The San Francisco Fed's chairman, Dann Bowman, back in October, discussed this issue when he visited Salt Lake. Some argue that as soon as inflation starts to pick up (i.e. banks unleash a torrent of lending suddenly), the Fed cannot stop it because they would be stifling the economy. This is a misleading argument. Technically speaking, yes, the Fed would be limiting the credit supply, and thus, yes, technically speaking, they would be hindering economic expansion. But this makes it sound as though they would plunge the economy back into recession. This is false. Very false. Please don't think like this.
The current recovery is not based on an exorbitant or abnormal amount of lending. Does that make sense? What I mean is, we are currently weakly recovering, and even though interest rates are uber low, we are not actually lending out a ton of money. People are saving and reducing their debt (which is why we've had to lower interest rates so much just to get some lending going). So if lending suddenly picks up, putting the kabosh on super loose credit markets won't kill the economy again (within reason; if interest rates were hiked too fast it would be a problem, but there is a relatively wide margin to get this right). What it will do is allow lending to increase but at a more reasonable rate. As we can see, we do not need excessive lending for the economy to continue its recovery, and in fact we don't want excessive lending to fuel the recovery. We just want some lending to keep recovering.

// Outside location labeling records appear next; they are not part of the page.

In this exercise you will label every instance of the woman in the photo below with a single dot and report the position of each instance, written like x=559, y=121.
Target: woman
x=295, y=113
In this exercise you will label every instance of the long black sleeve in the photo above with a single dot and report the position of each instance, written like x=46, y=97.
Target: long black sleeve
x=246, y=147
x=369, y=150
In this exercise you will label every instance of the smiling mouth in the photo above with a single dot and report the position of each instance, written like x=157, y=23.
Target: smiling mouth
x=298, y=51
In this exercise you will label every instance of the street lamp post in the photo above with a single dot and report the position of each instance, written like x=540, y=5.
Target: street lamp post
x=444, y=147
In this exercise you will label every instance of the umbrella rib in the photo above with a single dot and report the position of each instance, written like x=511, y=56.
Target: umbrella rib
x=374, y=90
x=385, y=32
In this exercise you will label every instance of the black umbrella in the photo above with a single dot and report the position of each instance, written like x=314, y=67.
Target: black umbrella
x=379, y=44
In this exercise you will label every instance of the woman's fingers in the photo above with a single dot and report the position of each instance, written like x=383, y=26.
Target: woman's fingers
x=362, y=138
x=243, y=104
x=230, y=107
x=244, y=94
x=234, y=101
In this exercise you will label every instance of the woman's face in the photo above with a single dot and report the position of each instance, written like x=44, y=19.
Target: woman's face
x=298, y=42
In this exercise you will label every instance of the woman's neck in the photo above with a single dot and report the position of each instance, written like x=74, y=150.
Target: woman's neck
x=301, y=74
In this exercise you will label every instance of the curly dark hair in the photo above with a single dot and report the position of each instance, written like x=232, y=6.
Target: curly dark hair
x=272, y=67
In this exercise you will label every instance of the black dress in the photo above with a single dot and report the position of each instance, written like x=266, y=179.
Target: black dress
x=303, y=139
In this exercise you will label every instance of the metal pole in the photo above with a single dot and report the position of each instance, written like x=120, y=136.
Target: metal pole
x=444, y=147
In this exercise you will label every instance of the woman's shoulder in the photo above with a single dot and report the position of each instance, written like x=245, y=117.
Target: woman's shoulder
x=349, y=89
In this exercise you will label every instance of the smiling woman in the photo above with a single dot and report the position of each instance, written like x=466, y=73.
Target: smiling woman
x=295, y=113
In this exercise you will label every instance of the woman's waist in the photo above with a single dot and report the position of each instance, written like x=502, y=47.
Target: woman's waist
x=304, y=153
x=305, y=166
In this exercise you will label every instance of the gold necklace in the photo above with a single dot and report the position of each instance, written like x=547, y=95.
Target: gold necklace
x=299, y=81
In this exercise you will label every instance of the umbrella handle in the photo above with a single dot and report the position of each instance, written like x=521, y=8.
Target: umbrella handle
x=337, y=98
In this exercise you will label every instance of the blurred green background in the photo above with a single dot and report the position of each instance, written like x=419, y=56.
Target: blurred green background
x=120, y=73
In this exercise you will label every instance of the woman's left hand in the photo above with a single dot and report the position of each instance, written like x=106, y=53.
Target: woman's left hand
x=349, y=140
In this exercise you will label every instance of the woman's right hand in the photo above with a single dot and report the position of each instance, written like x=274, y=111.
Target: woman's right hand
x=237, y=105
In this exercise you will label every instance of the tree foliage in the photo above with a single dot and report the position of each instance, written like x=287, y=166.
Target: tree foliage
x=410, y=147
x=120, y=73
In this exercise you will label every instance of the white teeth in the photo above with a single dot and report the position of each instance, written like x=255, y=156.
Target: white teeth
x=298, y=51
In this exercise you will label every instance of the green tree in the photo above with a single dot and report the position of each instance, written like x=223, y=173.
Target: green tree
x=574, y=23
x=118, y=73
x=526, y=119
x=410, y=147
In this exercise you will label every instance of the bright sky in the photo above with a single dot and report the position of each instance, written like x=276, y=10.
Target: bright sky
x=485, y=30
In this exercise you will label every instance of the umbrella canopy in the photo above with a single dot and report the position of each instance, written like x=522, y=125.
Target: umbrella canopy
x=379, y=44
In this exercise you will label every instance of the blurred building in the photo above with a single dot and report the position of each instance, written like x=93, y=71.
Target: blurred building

Bowmann's point was that we can easily stop up the credit market if it begins to unwind too fast. The concern that the Fed won't do it is bordering on conspiracy theories, since the Fed has every reason and incentive to do so, and to do so properly. Furthermore, the Fed does have the tools to detect that inflation quickly. In fact, the fed has more data and more up-to-date information than ever before. In the '70s, inflation measures were less accurate and less immediate. Before World War II they were difficult at best to get publicly. I'm not saying we have it right this time, or that this time is different, but I am saying we are in a better position than any other high-inflation period.
One final note on the topic is that Ben Bernanke has been thinking about this very issue from the start. Before he even implemented the quantitative easing, he requested express permission to pay banks interest on their reserves at the Fed. This provides incentives for banks to leave their money in reserves, since it's earning interest there. Though this has complications and isn't strictly what the Fed wants to keep forever, it provides extra time for the Fed to unwind its balance sheet slowly.
But oh how easy and fun it is to blame the Fed, and to create and propagate apocalyptic predictions of inflation. Bill O'Reilly and Glenn Beck may disagree with me, but they're selling air time. They're trying to make the Fed's "failures" look like Obama's failure, which is fine I guess, but it's not genuine. There are real issues here, and the path isn't certain. We've never been in this position, but logical minds have thought through this as best as they can, I promise. I like the discourse and the concern; it keeps us all honest and informed. But I give my unsought opinion that '70s-level inflation is not on the horizon.